P-OGC23 Significance of neoadjuvant downstaging in gastric adenocarcinoma
Author(s) -
Pooja Prasad,
Ashwin Sivaharan,
Shajahan Wahed,
Alexander W. Phillips
Publication year - 2021
Publication title -
british journal of surgery
Language(s) - English
Resource type - Journals
SCImago Journal Rank - 2.202
H-Index - 201
eISSN - 1365-2168
pISSN - 0007-1323
DOI - 10.1093/bjs/znab430.151
Subject(s) - medicine , adenocarcinoma , hazard ratio , neoadjuvant therapy , gastrectomy , stage (stratigraphy) , chemotherapy , cancer , lymphadenectomy , pathological , gastroenterology , gastric adenocarcinoma , oncology , confidence interval , surgery , breast cancer , biology , paleontology
Background Neoadjuvant chemotherapy is established in the treatment of gastric adenocarcinoma. Histopathological regression as a result of neoadjuvant treatment can potentially have important prognostic implications in gastric cancer. There is little data comparing the clinical outcomes of patients with gastric adenocarcinoma at the same pathological stage with and without neoadjuvant treatment. The aim of this study is to determine the impact of neoadjuvant chemotherapy upon the prognosis of patients being treated for gastric adenocarcinoma. Methods Consecutive patients with gastric cancer treated in a single, tertiary high-volume centre between 2007 and 2017 were evaluated. All patients with gastric adenocarcinoma were treated with either a subtotal or total gastrectomy with D2 lymphadenectomy. A stage-by-stage comparison of the extent of pathological downstaging was conducted for patients who received neoadjuvant treatment (ypTNM) and those that did not (pTNM).
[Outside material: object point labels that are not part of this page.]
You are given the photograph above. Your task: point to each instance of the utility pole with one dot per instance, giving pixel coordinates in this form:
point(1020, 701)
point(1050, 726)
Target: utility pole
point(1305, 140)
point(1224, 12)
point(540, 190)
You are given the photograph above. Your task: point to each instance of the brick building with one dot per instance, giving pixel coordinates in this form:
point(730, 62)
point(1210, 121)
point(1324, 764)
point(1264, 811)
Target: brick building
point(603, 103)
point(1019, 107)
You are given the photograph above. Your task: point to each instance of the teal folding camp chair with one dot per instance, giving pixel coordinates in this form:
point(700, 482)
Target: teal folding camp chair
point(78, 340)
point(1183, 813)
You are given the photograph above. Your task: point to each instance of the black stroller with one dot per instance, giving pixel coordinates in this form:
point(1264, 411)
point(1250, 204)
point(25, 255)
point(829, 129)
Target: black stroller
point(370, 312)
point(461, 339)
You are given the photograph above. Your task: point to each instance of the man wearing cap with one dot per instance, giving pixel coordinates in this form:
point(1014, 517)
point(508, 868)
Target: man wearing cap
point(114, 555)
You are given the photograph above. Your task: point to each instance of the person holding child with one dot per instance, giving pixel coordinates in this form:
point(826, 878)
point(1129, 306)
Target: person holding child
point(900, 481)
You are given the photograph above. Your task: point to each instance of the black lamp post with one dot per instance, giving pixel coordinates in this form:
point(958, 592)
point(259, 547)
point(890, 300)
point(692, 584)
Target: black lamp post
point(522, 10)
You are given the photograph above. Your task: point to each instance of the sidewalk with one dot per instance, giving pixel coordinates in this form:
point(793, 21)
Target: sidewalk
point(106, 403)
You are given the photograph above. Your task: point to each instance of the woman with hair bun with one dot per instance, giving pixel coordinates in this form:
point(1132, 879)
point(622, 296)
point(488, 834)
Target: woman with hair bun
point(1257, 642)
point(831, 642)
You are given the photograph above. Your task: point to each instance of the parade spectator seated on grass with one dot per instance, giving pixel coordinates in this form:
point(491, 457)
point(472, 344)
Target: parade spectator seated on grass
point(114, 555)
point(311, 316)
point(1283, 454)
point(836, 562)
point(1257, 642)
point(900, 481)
The pTNM and ypTNM stages were defined as per the TNM 8th Edition. Results Among 384 patients undergoing gastrectomy for gastric adenocarcinoma, 141 patients received neoadjuvant chemotherapy. Of them, 86 patients (58.1%) benefitted from a downstaging effect. Patients with downstaged disease had improved overall survival compared to patients who did not respond to neoadjuvant chemotherapy (NR vs 66 months, p < 0.001). Downstaging by > 3 stages was the strongest independant predictor of overall survival (hazard ratio: 0.17; 95% Confidence Interval (CI) 0.062-0.44). Overall survival was significantly better when a stage-by-stage comparison was performed between patients in the ypTNM and pTNM groups. Conclusions Pathological staging following neoadjuvant chemotherapy is a more accurate predictor of prognosis compared to pre-neoadjuvant chemotherapy clinical stage with downstaged patients benefitting from lower recurrence rates and improved overall survival. Patients downstaged due to neoadjuvant chemotherapy receipt can potentially have more favourable clinical outcomes compared to stage-matched patients who did not receive this.